In the preceding example I showed you how to extract information and statistics from web logs. I will now build upon that example to accomplish a specific task: get a list of search terms that people used to find your web site in Google.

The regular expression for matching web log entries needs three adaptations. The first one is optional. I like to restrict the search to hits to web pages, so I’ve changed the part of the regular expression that matches the file in the HTTP request to /([-_a-z0-9]++\.html)?+

The second change is what makes this example work. Instead of using "[^"]*+" to match any referring URL, we’ll use (?:http://www\.google\.(?:com?\.)?[a-z]{2,3}/search\?.*?\bq=\+*+([^&"\r\n]++)[^"\r\n]*+) to match only Google search pages, and extract the search terms. The http://www\.google\.(?:com?\.)?[a-z]{2,3}/search part matches URLs such as http://www.google.com/search on any country-specific top-level domain. The other part \bq=\+*+([^&"\r\n]++)[^"\r\n]*+ matches the q parameter in the search page URL. This parameter lists the URL-encoded search terms. The regex captures these into a backreference.

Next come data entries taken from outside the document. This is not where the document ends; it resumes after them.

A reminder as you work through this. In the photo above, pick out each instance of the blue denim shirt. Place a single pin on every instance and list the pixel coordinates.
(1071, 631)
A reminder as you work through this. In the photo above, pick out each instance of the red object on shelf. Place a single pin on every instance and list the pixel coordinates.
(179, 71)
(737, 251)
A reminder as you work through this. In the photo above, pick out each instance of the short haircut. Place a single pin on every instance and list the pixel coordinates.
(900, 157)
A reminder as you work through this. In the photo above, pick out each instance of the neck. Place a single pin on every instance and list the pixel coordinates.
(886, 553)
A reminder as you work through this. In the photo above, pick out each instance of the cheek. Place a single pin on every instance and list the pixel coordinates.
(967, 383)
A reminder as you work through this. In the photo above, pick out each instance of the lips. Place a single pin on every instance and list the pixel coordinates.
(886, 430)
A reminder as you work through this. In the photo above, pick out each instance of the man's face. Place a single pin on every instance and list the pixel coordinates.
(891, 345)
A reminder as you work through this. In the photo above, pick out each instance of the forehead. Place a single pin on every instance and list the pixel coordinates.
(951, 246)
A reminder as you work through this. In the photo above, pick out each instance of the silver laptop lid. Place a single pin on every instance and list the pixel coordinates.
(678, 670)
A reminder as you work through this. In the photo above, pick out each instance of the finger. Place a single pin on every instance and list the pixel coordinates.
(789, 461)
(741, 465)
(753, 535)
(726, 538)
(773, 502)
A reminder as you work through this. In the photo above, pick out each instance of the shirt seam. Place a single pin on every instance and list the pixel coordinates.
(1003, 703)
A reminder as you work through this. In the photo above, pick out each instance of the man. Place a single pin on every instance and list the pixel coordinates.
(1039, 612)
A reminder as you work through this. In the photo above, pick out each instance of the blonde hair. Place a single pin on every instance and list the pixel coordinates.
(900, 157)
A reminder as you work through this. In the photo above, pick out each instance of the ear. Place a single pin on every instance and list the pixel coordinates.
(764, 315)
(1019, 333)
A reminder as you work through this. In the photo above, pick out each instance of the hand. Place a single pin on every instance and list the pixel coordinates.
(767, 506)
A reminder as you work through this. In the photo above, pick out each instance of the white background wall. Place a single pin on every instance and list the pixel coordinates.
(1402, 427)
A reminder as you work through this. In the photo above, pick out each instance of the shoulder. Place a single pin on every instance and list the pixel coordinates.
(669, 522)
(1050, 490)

The third change speeds up the action. Since we only care about the HTTP request and the referrer, we can remove the parts of the regex before the HTTP request and after the referrer. The part of the regex matching the HTTP request cannot match anywhere else in the log entries, so our regular expression is still properly anchored.

Since the search terms are part of the referring URL, they are URL-encoded. Spaces have been substituted with pluses, and various other special characters are substituted with hexadecimal values. E.g. the plus itself was substituted with %2B, and the quote character with %22. When PowerGREP’s “extra processing” feature, the search terms can easily be made readable again.

Select the log files you want to search through in the File Selector.
Open the PowerGREP5.pgl library file included with PowerGREP. You can find it in the folder where PowerGREP is installed, c:\Program Files\Just Great Software\PowerGREP 5 by default.
Select “Logs: Inspect Apache web logs - Google search terms” in the library, and click the Use Action button. This sets up the regular expression and extra processing as explained above.
Click the Preview button to run the action.

When the action finishes running, the Results panel will show a list of search terms, sorted from most to least occurrences.

If you select the action “Logs: Inspect Apache web logs - Google search terms with landing pages” in the library, you will get a list of search terms paired with the page the visitor clicked on in Google’s search results. Search terms without a page brought the visitor to the home page. The only difference in the action that shows landing pages is the text to be collected, which uses two backreferences instead of one.

The regular expression has two capturing groups. The first one matches the file name in the HTTP request, which is the landing page. The second group matches the Google search terms. The text to be collected uses \l2 (backslash ell two) to collect the search terms converted to lowercase, and \1 to collect the landing page.